A: They’re all different ages so it was all over the place. It was interesting because they were all doing that, but they bonded. That made me feel good because they became a group, just fending off their own school work (laughs). They were a good bunch of kids, but no, you’re right, it does take patience… there were not many animals, which is good (laughs).

Q: How was it to work with Judi Dench?

A: Oh, well she’s great. She caught the crossbow on the first take (laughs). She’s a real professional. Again, it’s funny to work with these kinds of people, like Sam and her, in a different way than they’re kind of used to. It’s not your typical Dame Judi Dench type movie, whatever that is. But the amazing thing is, and this is one of the great things about the job I get to do, is meeting people like that that have been through so much, and that they still have that spark and curiosity and artistry and positive spirit. As negative as I get as a person, I always try to think of those people and it helps me to get through the day. It’s a real boost to meet people like that and work with people like that.
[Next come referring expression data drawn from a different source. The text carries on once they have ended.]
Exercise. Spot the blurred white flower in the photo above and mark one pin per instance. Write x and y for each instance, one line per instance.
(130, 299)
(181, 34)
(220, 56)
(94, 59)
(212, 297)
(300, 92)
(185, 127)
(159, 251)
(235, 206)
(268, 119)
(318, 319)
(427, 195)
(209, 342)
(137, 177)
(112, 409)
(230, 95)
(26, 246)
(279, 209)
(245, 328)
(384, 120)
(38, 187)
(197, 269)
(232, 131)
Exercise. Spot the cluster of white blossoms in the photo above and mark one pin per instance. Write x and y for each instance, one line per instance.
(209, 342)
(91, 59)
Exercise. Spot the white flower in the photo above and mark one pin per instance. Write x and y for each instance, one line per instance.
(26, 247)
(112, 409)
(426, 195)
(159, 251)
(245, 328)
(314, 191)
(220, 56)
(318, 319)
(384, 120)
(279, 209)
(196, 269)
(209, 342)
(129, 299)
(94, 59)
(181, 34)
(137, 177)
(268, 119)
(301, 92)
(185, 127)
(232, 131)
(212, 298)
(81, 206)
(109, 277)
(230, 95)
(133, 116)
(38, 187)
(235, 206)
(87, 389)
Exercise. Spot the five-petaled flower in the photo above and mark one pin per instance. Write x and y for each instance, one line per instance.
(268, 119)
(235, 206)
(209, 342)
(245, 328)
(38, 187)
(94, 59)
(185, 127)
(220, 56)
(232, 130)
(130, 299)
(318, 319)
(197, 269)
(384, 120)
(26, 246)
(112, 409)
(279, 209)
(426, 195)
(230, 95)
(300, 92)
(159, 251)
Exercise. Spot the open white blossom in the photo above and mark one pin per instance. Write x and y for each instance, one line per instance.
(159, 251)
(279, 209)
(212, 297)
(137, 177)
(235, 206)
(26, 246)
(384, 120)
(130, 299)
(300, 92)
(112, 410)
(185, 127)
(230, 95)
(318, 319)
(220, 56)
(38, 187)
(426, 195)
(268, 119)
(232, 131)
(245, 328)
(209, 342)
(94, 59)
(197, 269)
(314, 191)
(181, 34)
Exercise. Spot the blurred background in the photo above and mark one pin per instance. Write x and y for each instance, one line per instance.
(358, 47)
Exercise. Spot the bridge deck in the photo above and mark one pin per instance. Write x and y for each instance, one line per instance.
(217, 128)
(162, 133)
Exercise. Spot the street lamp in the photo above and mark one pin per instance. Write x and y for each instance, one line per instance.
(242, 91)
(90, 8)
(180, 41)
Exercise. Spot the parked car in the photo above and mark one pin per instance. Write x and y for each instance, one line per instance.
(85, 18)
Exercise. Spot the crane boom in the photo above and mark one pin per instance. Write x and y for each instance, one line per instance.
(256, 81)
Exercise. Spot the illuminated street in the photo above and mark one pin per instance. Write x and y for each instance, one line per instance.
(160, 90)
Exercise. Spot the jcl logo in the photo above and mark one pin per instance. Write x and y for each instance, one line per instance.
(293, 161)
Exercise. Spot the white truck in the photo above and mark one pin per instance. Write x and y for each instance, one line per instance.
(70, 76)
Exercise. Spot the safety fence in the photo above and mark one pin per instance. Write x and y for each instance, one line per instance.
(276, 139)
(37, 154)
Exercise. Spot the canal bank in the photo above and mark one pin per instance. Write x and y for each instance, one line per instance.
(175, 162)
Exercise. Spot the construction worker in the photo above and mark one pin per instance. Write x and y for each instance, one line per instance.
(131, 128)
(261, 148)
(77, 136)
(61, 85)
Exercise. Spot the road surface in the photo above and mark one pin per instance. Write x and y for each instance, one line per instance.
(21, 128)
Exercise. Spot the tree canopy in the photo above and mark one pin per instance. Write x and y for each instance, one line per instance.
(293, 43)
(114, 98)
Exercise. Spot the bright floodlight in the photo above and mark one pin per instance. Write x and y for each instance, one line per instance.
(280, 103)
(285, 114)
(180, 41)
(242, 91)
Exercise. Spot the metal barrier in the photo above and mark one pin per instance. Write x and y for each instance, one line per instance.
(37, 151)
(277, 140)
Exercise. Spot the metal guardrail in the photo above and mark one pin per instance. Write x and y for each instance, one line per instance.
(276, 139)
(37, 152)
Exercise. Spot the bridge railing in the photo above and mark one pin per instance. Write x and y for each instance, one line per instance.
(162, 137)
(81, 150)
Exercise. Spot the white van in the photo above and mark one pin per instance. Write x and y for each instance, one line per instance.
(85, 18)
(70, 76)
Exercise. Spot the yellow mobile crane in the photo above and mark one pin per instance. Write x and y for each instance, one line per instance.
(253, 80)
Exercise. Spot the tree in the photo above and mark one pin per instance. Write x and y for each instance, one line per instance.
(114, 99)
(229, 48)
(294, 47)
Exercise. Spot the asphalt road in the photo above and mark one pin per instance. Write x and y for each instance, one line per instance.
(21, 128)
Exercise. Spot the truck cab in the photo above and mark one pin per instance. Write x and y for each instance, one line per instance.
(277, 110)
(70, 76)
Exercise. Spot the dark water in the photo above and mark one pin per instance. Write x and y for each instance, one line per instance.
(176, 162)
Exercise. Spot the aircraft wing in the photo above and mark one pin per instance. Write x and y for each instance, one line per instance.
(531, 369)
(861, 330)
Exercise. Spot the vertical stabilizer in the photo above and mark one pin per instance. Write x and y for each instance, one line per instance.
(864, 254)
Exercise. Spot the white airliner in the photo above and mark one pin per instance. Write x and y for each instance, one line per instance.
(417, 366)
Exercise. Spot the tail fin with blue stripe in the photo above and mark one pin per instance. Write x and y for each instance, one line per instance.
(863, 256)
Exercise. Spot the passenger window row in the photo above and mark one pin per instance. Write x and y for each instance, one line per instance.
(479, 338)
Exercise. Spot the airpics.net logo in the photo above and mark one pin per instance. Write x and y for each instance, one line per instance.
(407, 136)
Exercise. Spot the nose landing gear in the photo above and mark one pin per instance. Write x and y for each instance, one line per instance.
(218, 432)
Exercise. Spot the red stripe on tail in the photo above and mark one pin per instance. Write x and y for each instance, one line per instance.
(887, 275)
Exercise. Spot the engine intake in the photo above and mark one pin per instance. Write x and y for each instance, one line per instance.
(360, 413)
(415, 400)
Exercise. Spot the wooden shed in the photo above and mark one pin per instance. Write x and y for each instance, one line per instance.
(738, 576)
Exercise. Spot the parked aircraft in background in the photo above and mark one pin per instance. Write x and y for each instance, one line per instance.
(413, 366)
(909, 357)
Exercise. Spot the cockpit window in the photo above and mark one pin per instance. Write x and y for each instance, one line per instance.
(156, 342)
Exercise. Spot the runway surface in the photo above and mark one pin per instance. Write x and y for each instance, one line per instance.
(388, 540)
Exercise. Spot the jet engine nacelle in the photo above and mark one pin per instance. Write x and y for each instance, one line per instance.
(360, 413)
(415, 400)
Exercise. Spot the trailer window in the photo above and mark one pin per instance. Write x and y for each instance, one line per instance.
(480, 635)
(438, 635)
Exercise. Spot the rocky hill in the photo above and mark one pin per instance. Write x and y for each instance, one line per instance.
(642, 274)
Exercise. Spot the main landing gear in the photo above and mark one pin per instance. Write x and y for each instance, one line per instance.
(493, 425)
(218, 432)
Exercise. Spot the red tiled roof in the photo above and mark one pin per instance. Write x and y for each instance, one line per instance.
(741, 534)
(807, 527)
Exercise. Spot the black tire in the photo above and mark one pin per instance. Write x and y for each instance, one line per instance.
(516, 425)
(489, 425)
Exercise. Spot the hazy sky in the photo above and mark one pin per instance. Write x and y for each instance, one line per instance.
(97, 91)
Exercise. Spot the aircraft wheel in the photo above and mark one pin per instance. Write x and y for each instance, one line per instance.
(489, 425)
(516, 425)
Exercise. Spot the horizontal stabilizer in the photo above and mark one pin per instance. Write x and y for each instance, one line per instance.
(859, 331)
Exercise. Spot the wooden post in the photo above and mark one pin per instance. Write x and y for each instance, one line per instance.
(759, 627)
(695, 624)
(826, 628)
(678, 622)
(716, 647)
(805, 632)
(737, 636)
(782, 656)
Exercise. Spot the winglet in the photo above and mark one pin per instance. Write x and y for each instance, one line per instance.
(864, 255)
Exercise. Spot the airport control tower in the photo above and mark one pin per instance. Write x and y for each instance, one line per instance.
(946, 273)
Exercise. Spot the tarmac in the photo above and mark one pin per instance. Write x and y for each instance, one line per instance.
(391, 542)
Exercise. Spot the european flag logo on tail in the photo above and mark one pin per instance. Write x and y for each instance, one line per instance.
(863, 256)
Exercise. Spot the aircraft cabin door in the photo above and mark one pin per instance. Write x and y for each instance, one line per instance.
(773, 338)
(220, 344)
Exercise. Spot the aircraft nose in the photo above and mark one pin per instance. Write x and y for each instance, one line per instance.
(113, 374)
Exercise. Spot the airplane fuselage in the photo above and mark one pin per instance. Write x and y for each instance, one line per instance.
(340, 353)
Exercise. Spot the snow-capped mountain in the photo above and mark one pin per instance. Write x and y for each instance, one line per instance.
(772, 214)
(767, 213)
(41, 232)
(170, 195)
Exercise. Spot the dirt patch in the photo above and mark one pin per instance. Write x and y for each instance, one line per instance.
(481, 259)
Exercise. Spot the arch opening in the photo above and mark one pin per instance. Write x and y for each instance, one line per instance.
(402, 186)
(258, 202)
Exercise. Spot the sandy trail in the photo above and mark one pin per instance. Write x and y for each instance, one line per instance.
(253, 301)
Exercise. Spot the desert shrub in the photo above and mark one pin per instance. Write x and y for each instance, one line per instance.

Q: Do you enjoy the day-to-day? Is being on set the biggest thrill?

A: It’s the most interesting, because it’s where it’s all happening and everything goes wrong, so you feel like a manic-depressive – ‘Have I taken my medication today?’ You’re up and down. Look, there’s no complaints because there are much worse jobs to have, and it’s a great thing. Yes, I much prefer that than I do, say, trying to pitch it to the studio (laughs), or talking about it afterwards. Because you’re just kind of in there, and all the outside bizarre bureaucratic things go away, and you’re just left with the elements, which is the best.

Q: You’ve been working with (costume designer) Colleen Atwood for so long. Do you even have to discuss it with her anymore?

A: I don’t like to talk, that’s true. But also at the same time, with people that you’ve worked with time and time again, you never want to get complacent. And it’s a two way street; we would never go, ‘Do that like you did on the other thing.’ But this goes way back. I could do a little sketch and she gets it. I think in any artistic collaboration, you’re always trying to think about not doing the same thing.

Q: You filmed a portion of this movie in Florida. Is that your first time shooting there since Edward Scissorhands?

A: Yes. In fact I visited the neighbourhood there, and the thing that struck me the most was that the trees were like 50 feet tall. That made me feel really old. You go to this neighbourhood and don’t recognise it. It’s a funny place, Florida. But that was in the book, so I didn’t make that one up.

Q: That segment was with Terrence Stamp who plays Abraham, Jake’s grandfather. How was that?

A: When I first met him, he was talking about when he did the Fellini film, The Spirits of the Dead, and I just sat there listening to him for like two hours. You gain so much from these people. It’s just such an honour, and it’s one of the perks of it that you get to meet people that you really admire and then see them in action.

Q: And you filmed in Cornwall – that’s quite a road movie, Florida and Cornwall…

A: Yes, we did Cornwall, Blackpool, Florida, Belgium – all the hotspots (laughs).